Police now have the power to stop people from entering specified places, or remove them from such a place. They may also stop, search and detain vehicles approaching or leaving a place that is subject to a public safety order.

If an order has been issued against you, or you have been charged with breaching an order, you should contact our lawyers who have over 100 years of combined experience in banning orders.

Restricted Premises Orders

A police officer ranked Sergeant or above may apply to the Magistrates Court for the grant of a restricted premises order.

In determining whether to grant the order, the Magistrate must be satisfied that the senior police officer reasonably suspects that one or more disorderly activities have taken place on the premises and are likely to take place again on the premises, and that making such an order is appropriate.

This is a very low threshold to meet, as the Magistrate does not have to form their own reasonable suspicion, but rather just be satisfied that the police officer has a reasonable suspicion.

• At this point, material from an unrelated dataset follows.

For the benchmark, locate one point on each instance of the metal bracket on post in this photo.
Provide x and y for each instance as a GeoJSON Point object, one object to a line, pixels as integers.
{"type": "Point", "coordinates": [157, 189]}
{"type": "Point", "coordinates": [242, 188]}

The Act defines disorderly activity extremely broadly. It includes drunkenness, disorderly or indecent conduct, entertainment of a demoralising character, unlawful supply of drugs or alcohol, unlawful possession of firearms or explosives, excessive fortification of the premises, and participation of certain people in the management of the premises.

Premises already declared to be ‘prescribed premises’ under the previous VLAD laws are considered to be subject to restricted premises orders.

The issuance of a restricted premises order makes it a criminal offence for disorderly activity to take place on the premises. Breaching such an order results in the owner of the premises being liable to a maximum penalty of 18 months imprisonment or $18,922.50 (this figure will increase in July of each year) for the first offence, or a maximum of three years imprisonment or $37,845.00 (this figure will increase in July of each year) for subsequent offences.

Police officers are granted a substantial amount of power in premises subject to a restricted premises order. They may search these premises without applying for a warrant as often as they wish provided the order has not lapsed. They may also seize items such as alcohol, drugs, firearms, explosives, entertainment systems, pool tables, and much more, without any further orders from a court.

If you have been served with a restricted premises order, or charged with breaching a restricted premises order, it is vital that you contact our lawyers immediately to protect your interests.

Fortification Removal Orders and Stop and Desist Notices

The Act now allows police officers at the rank of Inspector or above to issue a stop and desist notice if they observe excessive fortifications being erected on a premises that is being used for criminal activity, or is occupied by recognised offenders or their associates, or other participants in a criminal organisation. Breaching the stop a desist notice does not constitute an offence, however it will substantially assist the police in obtaining a fortification removal order.

A police officer ranked Sergeant or above is able to apply to the Magistrates Court for a fortification removal order which will require an owner or occupier of a premises to remove erected fortifications from a premises within the time stated upon the order. The court may make an order if the court is satisfied of the same conditions as noted above for stop and desist notices.

If the owner or occupier fails to remove the fortifications, police may do so using whatever force is necessary. Obstructing police while they are doing so carries a maximum penalty of 5 years imprisonment.